Response to Reviewer 2 Comments

 

 

Point 1: Line 41, citation format is not consistent with rest of the manuscript.

 

Response 1: As you comment kindly, the word “[Lee, 2001 #1]” has been changed to “[1]” in Line 36 of revised version. We also fixed the word “(Bernhardt et al., 2017)” to “[44]” in section 4.12 and added reference [44] in Line 517 of revised version.

 

Point 2: 1 legend, indicate time point the joint samples for histology and microCT shown in figure 1 were obtained.

 

Response 2: As you comment kindly, we indicated the time point the joint samples for histology and microCT in the legend of Figure 1 (Line 97-99 of revised version)

 

Point 3: Line 122, “….and complement fixation”. Need reference.

 

Response 3: As you comment kindly, As you pointed out kindly, we added the reference [22] in Line 123 of revised version.

 

Point 4: 2 legend, indicate time point the serum samples for antCII Ab and cytokine ELISA shown in Fig 2 were obtained.

 

Response 4: As you comment kindly, we indicated the time point the serum samples for anti-CII Ab and cytokine ELISA in the legend of Figure 2. (Line 113-114 of revised version)

 

Point 5: Lin 147, “CD4+IFNg+ ells” should be CD4+IFNg+

 

Response 5: As you comment kindly, we changed the word “CD4+IFNg+ ells” to “CD4+IFNg+” and made additional change the word “CD4+IL-17+ ells” to “CD4+IL-17+” in Line 154-155 of revised version.

 

Point 6: 3A-3C, in addition to present frequency, present cell # data.

 

Response 6: As you comment kindly, we made change the word “CD4+IL-17+ cells (%)” to “CD4+IL-17+ cells frequency of splenocytes” in figure 3A, “CD4+IFN-ɣ+ cells (%)” to “CD4+IFN-ɣ+ cells frequency of splenocytes” in figure 3B and “CD25+Foxp3+ cells (%)” to “CD25+Foxp3+ cells frequency of CD4+ T cells” in figure 3C.

 

Point 7: 3 legend, indicate time point the spleen cells for Th17 vs Treg FACS analysis shown in Fig 3 were obtained.

 

Response 7: As you comment kindly, we indicated the time point the spleen cells for Th17 vs Treg FACS analysis in the legend of Figure 3 (Line 150 of revised version).

 

Point 8: Fig 4 legend, add information on PLD1 inhibitor treatment regimen (e.g. when it treated, how many time and what interval, etc.). Also indicate time point the joint samples for histology and microCT shown in figure 4 were obtained.

 

Response 8: As you comment kindly, we added information on PLD1 inhibitor treatment regimen and inserted the time point the joint samples for histology and microCT in the legend of Figure 4. (Line 196-197, 199-202 of revised version)

 

Point 9: 5 legend, indicate time point the serum samples for antCII Ab and cytokine ELISA shown in Fig 5 were obtained.

 

Response 9: As you comment kindly, we indicated the time point the serum samples for anti-CII Ab and cytokine ELISA in the legend of Figure 5 (Line 226 and 228 of revised version)

 

Point 10: Please add the data regarding effects of PLD1 in Th17 differentiation and Treg differentiation and suppressive ability of Treg cells using wile-type vs PLD1KO T cells.

 

Response 10: As you comment kindly, we added the data in figure S6 for effect of PLD1 in Th17 differentiation and Treg differentiation, and described the following sentences in Line 257-261 of revised version: “Moreover, compared with PLD1+/+ mice, PLD1 depletion in mice enhanced the population of CD4+CD25+Foxp3+Treg cells (29.2% versus 58.7%) and significantly reduced the population of CD25+IL-17+ Th17 cells (40.1% versus 15.2%) (Figure S6). These results suggested that genetic and pharmacological inhibition of PLD1 promoted the differentiation of Treg cells and suppressed the differentiation of Th17 cells”.

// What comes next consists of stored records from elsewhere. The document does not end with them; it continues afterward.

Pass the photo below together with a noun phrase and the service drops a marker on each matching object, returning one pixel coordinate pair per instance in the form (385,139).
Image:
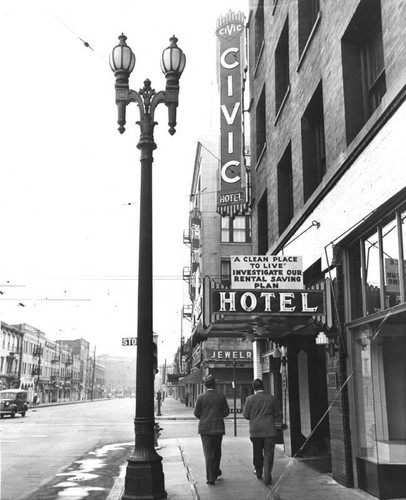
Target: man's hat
(209,380)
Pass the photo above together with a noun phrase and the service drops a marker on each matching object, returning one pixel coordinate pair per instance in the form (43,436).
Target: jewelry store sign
(266,271)
(229,355)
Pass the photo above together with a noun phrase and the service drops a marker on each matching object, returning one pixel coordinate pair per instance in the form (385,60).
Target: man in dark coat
(211,409)
(262,411)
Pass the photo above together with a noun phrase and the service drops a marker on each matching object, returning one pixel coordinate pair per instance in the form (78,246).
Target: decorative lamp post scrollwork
(144,476)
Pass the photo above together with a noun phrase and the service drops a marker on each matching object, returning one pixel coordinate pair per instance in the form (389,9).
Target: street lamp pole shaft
(144,476)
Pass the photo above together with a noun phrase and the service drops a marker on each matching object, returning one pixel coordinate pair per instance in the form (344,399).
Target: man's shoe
(258,474)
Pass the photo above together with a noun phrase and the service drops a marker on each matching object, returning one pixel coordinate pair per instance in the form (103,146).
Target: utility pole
(94,372)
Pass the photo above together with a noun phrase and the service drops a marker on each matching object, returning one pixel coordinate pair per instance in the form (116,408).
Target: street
(41,450)
(49,439)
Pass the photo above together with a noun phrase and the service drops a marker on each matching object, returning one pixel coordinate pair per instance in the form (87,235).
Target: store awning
(193,378)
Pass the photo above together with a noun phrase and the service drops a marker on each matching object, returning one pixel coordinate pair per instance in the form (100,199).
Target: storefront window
(371,248)
(391,265)
(375,268)
(380,374)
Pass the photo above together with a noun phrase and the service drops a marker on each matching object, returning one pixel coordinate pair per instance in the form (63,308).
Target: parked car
(13,401)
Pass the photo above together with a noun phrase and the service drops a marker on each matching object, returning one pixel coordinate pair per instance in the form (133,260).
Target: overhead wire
(85,43)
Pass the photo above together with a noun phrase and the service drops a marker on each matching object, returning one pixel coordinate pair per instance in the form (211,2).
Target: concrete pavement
(184,470)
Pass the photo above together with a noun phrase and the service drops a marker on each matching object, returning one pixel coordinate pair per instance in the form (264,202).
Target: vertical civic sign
(232,197)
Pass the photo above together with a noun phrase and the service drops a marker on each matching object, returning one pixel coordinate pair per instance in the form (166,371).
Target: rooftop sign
(232,197)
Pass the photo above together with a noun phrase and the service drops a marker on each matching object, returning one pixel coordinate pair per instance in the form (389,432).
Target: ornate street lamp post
(144,476)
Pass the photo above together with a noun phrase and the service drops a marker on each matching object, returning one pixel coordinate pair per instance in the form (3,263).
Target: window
(282,67)
(285,190)
(225,272)
(380,372)
(377,274)
(263,224)
(363,66)
(260,127)
(308,11)
(237,230)
(259,29)
(313,144)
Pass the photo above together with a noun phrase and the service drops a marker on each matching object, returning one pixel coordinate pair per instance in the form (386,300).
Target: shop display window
(376,272)
(380,375)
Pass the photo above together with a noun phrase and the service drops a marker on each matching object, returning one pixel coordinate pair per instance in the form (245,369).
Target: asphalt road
(34,449)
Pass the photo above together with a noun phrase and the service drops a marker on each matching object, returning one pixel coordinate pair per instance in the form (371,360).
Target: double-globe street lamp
(144,476)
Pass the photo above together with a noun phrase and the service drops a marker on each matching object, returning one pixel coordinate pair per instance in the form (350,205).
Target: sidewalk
(184,470)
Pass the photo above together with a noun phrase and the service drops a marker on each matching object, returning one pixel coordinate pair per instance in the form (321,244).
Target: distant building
(120,374)
(10,356)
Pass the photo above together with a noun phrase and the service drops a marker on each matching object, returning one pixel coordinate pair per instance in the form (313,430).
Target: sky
(69,212)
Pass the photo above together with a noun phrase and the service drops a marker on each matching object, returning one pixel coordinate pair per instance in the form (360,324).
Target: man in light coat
(262,411)
(211,409)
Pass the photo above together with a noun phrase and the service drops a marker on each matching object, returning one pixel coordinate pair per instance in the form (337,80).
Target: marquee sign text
(286,302)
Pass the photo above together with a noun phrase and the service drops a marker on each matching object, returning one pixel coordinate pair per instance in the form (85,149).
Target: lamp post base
(144,480)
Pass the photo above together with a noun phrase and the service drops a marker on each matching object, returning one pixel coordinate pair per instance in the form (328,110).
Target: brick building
(327,111)
(212,239)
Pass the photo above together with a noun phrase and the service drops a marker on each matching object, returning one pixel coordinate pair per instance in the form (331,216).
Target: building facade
(10,357)
(120,374)
(60,370)
(327,108)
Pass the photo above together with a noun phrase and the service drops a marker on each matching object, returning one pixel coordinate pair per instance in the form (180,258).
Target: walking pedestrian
(263,412)
(211,409)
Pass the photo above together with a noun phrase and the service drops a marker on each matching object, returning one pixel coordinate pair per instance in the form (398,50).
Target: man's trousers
(212,454)
(263,457)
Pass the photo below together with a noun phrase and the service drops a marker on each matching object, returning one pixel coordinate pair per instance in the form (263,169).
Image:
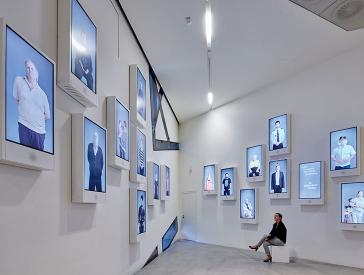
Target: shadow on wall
(134,253)
(16,184)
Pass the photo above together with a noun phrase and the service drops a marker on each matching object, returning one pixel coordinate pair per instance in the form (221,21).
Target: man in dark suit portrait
(277,180)
(83,62)
(141,215)
(96,164)
(156,187)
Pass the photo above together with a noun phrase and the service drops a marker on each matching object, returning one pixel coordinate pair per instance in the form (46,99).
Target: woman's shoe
(253,247)
(269,259)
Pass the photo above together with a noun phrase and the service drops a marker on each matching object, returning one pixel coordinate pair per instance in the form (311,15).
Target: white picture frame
(11,152)
(137,103)
(210,176)
(67,80)
(351,171)
(250,151)
(304,199)
(225,194)
(251,218)
(113,159)
(285,121)
(135,176)
(79,193)
(286,170)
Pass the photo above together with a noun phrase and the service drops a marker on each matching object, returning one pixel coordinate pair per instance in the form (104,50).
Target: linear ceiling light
(208,24)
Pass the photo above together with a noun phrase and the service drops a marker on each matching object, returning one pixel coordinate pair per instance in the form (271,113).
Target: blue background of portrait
(230,171)
(310,172)
(156,171)
(283,120)
(141,140)
(90,128)
(251,151)
(141,193)
(351,137)
(349,190)
(250,194)
(209,169)
(17,51)
(121,114)
(81,22)
(141,98)
(272,169)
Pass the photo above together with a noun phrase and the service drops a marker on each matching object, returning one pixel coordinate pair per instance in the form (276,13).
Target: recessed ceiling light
(188,20)
(349,9)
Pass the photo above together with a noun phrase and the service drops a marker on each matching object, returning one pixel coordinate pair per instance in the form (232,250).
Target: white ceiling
(255,43)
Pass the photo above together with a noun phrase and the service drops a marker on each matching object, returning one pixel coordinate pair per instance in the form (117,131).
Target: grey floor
(186,257)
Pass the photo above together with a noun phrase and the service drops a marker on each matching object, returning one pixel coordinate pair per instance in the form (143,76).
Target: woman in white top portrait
(358,207)
(254,167)
(247,209)
(343,154)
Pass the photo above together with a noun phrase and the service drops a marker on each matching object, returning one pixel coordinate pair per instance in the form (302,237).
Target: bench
(280,254)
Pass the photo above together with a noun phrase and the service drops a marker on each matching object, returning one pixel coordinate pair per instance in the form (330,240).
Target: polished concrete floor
(186,257)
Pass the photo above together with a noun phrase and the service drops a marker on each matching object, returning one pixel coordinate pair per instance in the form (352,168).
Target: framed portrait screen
(248,205)
(352,206)
(279,181)
(118,133)
(311,183)
(279,135)
(255,163)
(154,181)
(27,103)
(228,183)
(209,179)
(77,52)
(344,152)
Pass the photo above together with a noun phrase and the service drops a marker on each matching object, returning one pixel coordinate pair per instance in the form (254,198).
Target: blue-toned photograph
(209,178)
(122,131)
(343,147)
(141,95)
(247,204)
(83,56)
(142,212)
(310,180)
(278,176)
(168,181)
(94,157)
(227,182)
(352,202)
(254,161)
(278,133)
(156,180)
(141,153)
(29,92)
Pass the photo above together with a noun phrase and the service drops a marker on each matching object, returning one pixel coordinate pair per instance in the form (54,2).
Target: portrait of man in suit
(141,214)
(96,164)
(277,180)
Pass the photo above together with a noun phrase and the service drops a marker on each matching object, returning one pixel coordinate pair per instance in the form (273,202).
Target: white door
(189,219)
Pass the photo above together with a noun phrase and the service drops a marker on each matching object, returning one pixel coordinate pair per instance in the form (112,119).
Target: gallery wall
(42,232)
(326,97)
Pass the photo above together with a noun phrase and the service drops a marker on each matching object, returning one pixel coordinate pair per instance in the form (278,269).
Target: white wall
(326,97)
(42,232)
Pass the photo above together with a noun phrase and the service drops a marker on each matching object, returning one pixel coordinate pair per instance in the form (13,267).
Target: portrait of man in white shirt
(254,166)
(343,154)
(277,136)
(33,107)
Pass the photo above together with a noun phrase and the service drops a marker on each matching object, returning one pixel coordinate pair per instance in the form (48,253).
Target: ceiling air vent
(347,14)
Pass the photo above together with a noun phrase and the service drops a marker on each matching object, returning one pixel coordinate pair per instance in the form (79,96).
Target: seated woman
(277,237)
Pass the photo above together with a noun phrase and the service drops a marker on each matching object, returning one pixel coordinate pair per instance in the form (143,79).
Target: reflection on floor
(186,257)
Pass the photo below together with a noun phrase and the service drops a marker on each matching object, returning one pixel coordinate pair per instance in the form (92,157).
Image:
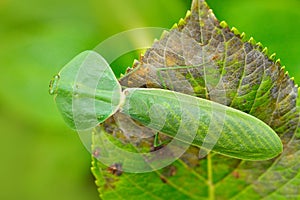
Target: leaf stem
(211,186)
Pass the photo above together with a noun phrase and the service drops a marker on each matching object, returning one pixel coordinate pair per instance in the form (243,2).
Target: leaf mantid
(255,83)
(237,136)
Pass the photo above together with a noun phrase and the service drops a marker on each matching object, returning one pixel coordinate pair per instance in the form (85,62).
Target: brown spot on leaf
(115,169)
(236,174)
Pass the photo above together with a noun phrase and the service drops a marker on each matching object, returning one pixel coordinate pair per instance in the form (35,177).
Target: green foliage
(254,83)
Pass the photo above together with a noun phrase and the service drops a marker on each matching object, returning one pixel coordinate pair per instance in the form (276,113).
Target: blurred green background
(41,158)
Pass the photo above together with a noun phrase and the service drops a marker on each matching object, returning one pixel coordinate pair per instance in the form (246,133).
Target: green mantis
(87,93)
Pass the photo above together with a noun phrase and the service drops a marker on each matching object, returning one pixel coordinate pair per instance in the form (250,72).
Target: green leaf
(253,82)
(242,136)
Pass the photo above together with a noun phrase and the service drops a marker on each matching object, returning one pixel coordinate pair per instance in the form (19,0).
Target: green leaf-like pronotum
(86,91)
(230,70)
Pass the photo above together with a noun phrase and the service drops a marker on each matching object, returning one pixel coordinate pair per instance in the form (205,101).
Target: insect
(87,93)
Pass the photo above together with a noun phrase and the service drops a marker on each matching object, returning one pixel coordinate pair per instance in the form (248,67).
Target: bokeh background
(41,158)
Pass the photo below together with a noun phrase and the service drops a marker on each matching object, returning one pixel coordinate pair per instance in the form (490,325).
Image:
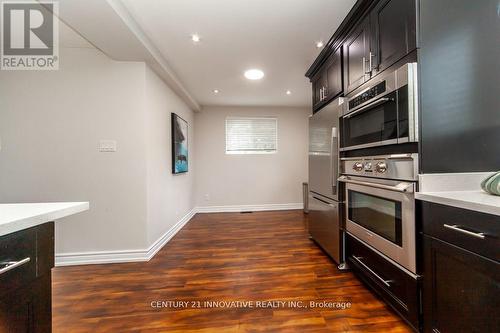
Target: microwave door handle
(401,187)
(376,103)
(334,159)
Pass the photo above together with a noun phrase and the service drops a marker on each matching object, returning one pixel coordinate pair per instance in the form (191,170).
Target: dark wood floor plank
(221,257)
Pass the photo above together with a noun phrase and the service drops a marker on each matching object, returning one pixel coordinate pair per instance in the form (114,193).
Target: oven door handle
(376,103)
(404,187)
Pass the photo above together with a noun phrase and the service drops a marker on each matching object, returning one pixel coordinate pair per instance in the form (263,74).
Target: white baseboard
(110,257)
(247,208)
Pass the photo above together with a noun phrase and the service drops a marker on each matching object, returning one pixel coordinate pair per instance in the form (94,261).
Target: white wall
(50,127)
(233,180)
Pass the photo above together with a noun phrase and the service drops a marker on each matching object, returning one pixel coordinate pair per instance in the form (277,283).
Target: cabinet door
(393,33)
(356,53)
(461,290)
(334,74)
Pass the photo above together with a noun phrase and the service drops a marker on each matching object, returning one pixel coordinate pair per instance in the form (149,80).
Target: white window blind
(251,135)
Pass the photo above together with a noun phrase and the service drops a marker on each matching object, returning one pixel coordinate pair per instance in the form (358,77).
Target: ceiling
(277,36)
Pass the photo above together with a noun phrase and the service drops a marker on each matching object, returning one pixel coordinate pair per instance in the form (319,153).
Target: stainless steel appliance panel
(324,224)
(384,113)
(324,150)
(385,219)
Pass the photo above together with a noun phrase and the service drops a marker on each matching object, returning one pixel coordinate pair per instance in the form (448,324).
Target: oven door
(371,125)
(382,214)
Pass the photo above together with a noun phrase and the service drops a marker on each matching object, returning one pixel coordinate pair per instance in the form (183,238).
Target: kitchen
(397,145)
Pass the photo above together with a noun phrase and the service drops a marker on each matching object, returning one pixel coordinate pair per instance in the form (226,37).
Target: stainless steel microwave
(384,113)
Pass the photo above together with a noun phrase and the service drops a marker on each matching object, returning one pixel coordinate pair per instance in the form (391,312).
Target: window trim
(250,152)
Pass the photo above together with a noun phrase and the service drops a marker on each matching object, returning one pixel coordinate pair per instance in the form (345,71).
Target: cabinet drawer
(395,286)
(17,259)
(470,230)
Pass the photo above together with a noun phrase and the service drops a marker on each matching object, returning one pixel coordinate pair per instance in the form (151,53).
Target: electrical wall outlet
(107,146)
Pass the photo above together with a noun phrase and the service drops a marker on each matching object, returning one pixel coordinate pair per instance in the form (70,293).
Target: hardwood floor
(221,257)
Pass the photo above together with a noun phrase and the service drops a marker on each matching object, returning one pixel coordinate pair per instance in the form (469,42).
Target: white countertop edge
(465,203)
(51,215)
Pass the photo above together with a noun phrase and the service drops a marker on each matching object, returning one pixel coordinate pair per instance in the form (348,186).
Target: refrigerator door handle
(334,160)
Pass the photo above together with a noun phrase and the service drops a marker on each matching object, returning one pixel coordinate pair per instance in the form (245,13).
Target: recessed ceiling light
(195,38)
(254,74)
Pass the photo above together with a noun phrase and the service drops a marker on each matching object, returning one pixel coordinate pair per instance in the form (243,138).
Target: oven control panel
(396,166)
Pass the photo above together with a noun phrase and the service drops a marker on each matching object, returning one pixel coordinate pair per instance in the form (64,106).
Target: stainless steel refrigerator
(325,204)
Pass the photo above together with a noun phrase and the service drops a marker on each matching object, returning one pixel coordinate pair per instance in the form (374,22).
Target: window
(251,135)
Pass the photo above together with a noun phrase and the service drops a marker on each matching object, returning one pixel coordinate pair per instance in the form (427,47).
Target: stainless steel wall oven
(380,205)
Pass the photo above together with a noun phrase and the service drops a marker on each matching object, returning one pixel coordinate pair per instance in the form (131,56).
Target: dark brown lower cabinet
(398,289)
(25,291)
(461,290)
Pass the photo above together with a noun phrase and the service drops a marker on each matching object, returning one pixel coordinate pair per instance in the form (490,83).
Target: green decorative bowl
(492,184)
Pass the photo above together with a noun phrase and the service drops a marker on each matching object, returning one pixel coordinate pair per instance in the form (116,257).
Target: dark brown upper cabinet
(356,56)
(334,74)
(319,84)
(327,83)
(393,33)
(376,35)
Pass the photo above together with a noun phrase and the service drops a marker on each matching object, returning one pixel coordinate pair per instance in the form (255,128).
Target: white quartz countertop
(474,200)
(15,217)
(460,190)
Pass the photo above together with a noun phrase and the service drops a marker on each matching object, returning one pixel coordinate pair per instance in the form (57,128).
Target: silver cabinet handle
(10,265)
(370,68)
(401,187)
(334,159)
(386,282)
(455,227)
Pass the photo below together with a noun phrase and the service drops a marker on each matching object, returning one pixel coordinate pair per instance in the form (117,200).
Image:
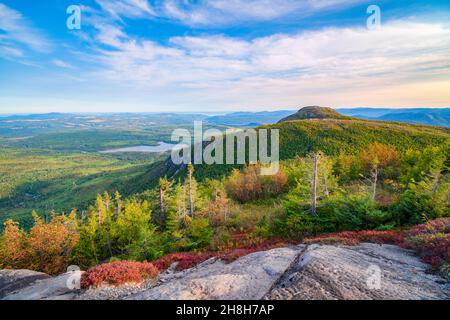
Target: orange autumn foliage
(379,153)
(46,248)
(250,185)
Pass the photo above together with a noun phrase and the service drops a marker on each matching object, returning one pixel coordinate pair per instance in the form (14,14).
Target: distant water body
(160,148)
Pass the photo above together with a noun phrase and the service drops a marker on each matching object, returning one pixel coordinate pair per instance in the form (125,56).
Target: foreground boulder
(47,288)
(367,271)
(14,280)
(247,278)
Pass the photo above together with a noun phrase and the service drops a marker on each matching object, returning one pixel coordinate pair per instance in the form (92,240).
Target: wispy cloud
(18,34)
(62,64)
(284,68)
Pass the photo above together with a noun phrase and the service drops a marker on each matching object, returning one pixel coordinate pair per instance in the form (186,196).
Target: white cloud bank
(216,13)
(17,35)
(402,64)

We added the data in figure S8 for effect of PLD1 in suppressive ability of Treg cells using PLD1KO T cells, and added the following sentences in Line 271-274 of revised version:” Additionally, we found that PLD1 depletion-induced Treg cells were also functional in suppressing the proliferation of effector cells, as analyzed by an in vitro Treg cell suppression assay (Figure S8). These results suggested that the cells induced by the inhibition and depletion of PLD1 were bona fide Treg cells”.

 

Point 11: legend, indicate time point the tibia samples for histology shown in figure 7A were obtained. Also provide information on cell source for in vitro study in Fig 7B-7G.

 

Response 11: As you comment kindly, we indicated the time point the tibia samples for histology and provided information on cell source for in vitro study in Fig 7B-7G. (Line 305, 307-308 of revised version)

 

Point 12: Please add the data regarding effects of PLD1 in osteoclastogenesis and bone resorption using wile-type vs PLD1KO BMM cells.

 

Response 12: As you comment kindly, we added the data regarding effects of PLD1 in osteoclastogenesis and bone resorption using wile-type vs PLD1KO BMM cells in Figure 7H-K. Title of Figure 7 was changed intoTargeting of PLD1 reduces osteoclastogenesis and bone resorption”. We added the following pargraphs in Line 296-301 of revised version: “Furthermore, we investigated whether PLD1 depletion could affect osteoclastogenesis and bone resorption. PLD1 depletion significantly inhibited osteoclast differentiation from BMMs, with reduced mature osteoclasts and TRAP activity (Figure 7H,I). In addition, PLD1 ablation also decreased bone resorption with decreased bone resorption area and pit number (Figure 7J, K). These data suggest that pharmacological and genetic targeting of PLD1 suppressed osteoclastogenesis and bone resorption.

We also added the following sentence in the legend (Line 311-314 of revised version):

“Representative TRAP staining images (H) and TRAP-positive cell numbers and TRAP activity (I) of the osteoclasts differentiated BMMs from PLD1+/+ and PLD1-/- mice. Representative of bone resorption images (J) and resorbed area and pit number (K) of the osteoclasts differentiated BMMs from PLD1+/+ and PLD1-/- mice."

 

Point 13: Based on data in Fig 7, PLD1 plays a critical role in osteoclastogenesis and bone resorption regardless of its Th17/treg balance. Any discussion on regulatory role of PLD1 in osteoclastogenesis and bone resorption?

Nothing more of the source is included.